Blending complementary expertise, Tsai and Kellis labs tackle brain diseases

Pair brings a team science approach to Down syndrome, Alzheimer's and other conditions
An illustration of a brain in profile overlaid with binary code

Li-Huei Tsai is a neuroscientist and Manolis Kellis is a computer scientist, so by working together, their research teams are able to ask questions about the big data of the brain that neither one could alone.

In their collaboration to help elucidate and mitigate Alzheimer’s disease and other neurological conditions, the labs of neuroscientist Li-Huei Tsai and computer scientist Manolis Kellis are two sides of the same coin on two sides of Vassar Street.

Bringing complementary skills to a shared mission as part of MIT’s Aging Brain Initiative and Alana Down Syndrome Center, the team seamlessly blends and advances some of the hottest and most powerful methods in science – statistical genetics, computational genomics, epigenomics, machine learning, single-cell profiling, “big data” integration, induced stem-cell reprogramming, mini-brain organoids, tissue engineering, and CRISPR-Cas9 genetic manipulation.This allows their teams to study genetic and molecular differences between healthy and diseased samples from multiple brain regions of humans and mice, integrate and analyze the resulting data to identify significant disease-driver genes and the cell types where they act, and engineer cells, tissues and mouse models to test their hypotheses and discover therapeutic interventions.

“Working together, we have the opportunity to garner big data from a large number of human subjects to elucidate the driver genes and pathways that are novel but key to the disease,” said Tsai, Picower Professor and director of the Picower Institute for Learning and Memory. “We can then test these genes/pathways in the induced pluripotent stem cells (iPSC) system coupled with CRISPR-Cas9 to manipulate the genome. We can induce the iPS cells into all major brain cell types, and dissect the contributions of each of these cell types to disease.”

It’s a joint research venture that’s as close, cutting-edge, and multidisciplinary as any at MIT, and fits squarely within the Schwarzman College of Computing’s emphasis on integrating artificial intelligence with the sciences. Kellis recalls it all getting started back in 2012 via the connection of postdocs, Elizabeth Gjoneska of the Tsai Lab and Andreas Pfenning from the Kellis Lab, who had met at a seminar on campus. With similarly overlapping interests in how gene regulation, and specifically epigenomic differences, affect the workings and health of the brain, they and other members of the two labs kindled dialogues that soon brought the professors together.

“The collaboration kind of happened organically,” said Kellis, professor of computer science and head of MIT’s Computational Biology Group. “We found kindred spirits – folks who thought similarly but were extremely complementary in their expertise.”

Within two years, the labs had jointly published two major papers. One in Nature, part of a sweeping set of reports on epigenomics that Kellis helped lead, showed that highly analogous sets of gene misregulation signals in the hippocampus of mice and humans each revealed a strong role for the brain’s immune cells and processes in allowing Alzheimer’s disease to progress. The other paper, in Cell, showed that in order to rapidly express genes critical for experience to affect synaptic connections, neurons naturally employ double-strand breaks of their DNA. The team hypothesized that failure to repair these breaks increases with age and may also contribute to neurodegeneration.

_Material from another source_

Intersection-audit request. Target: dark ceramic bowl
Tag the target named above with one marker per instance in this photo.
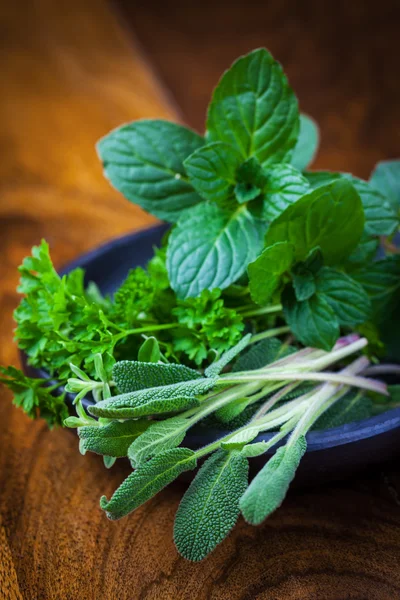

Each paper demonstrated the power of their combined approach. Since then, the collaboration has grown significantly to encompass about half a dozen projects. In 2016, for instance, they earned a National Institutes of Health grant to determine the significant epigenomic differences afoot in major brain cell types in Alzheimer’s disease.

In the last year, Kellis and Tsai received an influx of several new NIH grants and philanthropic gifts,  such as the one establishing the Alana Down Syndrome Center, enabling them to substantially expand their efforts in Alzheimer’s, tackle new disorders, bring in new collaborators, include new types of experiments, and expand their mechanistic studies. Their new directions include Schizophrenia, Bipolar Disorder, Psychosis in Alzheimer’s Disease, Frontotemporal Dementia, Lewy Body Dementia, and healthy aging.

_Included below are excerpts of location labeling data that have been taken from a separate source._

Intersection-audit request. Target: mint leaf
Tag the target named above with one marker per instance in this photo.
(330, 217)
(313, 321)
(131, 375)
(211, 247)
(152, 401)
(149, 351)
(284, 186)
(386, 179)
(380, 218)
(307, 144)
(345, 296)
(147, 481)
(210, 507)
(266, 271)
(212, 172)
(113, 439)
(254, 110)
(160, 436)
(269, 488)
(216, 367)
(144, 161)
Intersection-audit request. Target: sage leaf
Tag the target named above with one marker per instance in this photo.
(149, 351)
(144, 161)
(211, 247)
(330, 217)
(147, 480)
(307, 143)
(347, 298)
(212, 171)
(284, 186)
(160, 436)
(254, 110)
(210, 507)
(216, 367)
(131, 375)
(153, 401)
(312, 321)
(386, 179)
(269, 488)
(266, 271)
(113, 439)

Importantly, each experiment is designed together, Kellis says. Knowing that the team combines the capabilities of each lab, the team can be more ambitious.

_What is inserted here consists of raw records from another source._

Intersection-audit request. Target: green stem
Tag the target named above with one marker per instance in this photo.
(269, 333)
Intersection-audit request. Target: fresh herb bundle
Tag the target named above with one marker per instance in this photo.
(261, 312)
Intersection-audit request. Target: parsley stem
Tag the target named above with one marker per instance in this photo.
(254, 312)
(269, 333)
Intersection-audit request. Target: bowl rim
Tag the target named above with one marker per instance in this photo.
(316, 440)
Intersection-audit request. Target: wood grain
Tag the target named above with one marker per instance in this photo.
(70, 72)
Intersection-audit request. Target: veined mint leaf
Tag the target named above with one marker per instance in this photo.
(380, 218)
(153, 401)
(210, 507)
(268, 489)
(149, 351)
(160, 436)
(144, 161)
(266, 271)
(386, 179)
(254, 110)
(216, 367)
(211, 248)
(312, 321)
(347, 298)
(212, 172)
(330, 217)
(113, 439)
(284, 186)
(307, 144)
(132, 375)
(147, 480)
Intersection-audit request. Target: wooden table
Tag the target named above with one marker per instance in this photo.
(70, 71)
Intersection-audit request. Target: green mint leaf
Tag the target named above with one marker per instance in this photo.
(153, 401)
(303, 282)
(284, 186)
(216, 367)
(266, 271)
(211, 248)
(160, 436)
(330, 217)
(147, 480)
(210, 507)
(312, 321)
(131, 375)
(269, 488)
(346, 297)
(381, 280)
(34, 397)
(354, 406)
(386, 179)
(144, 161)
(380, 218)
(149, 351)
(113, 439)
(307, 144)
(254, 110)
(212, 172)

“We think in a different way than any one lab would think by itself,” Kellis said. “For instance, I wouldn’t have the guts to ask many of these things that we are asking, if it wasn’t for our close collaboration with Li-Huei’s lab.”

In the Alana Center, they will apply their team science approach to modeling and analyzing Down syndrome, looking to identify and dissect the unique genetic and molecular signals that explain how the presence of an extra chromosome 21 affects the brain.

And with the new NIH grants, they will ask a litany of questions such as why many people with Alzheimer’s develop psychotic symptoms as well, what are the unique molecular signatures that distinguish Alzheimer’s and other dementias, and how do specific genetic variations in non-coding DNA elevate risk for a number of neurodegenerative and neuropsychiatric disorders.

“How privileged I feel to work with the world’s best computational team,” Tsai said. “This is only possible at MIT.”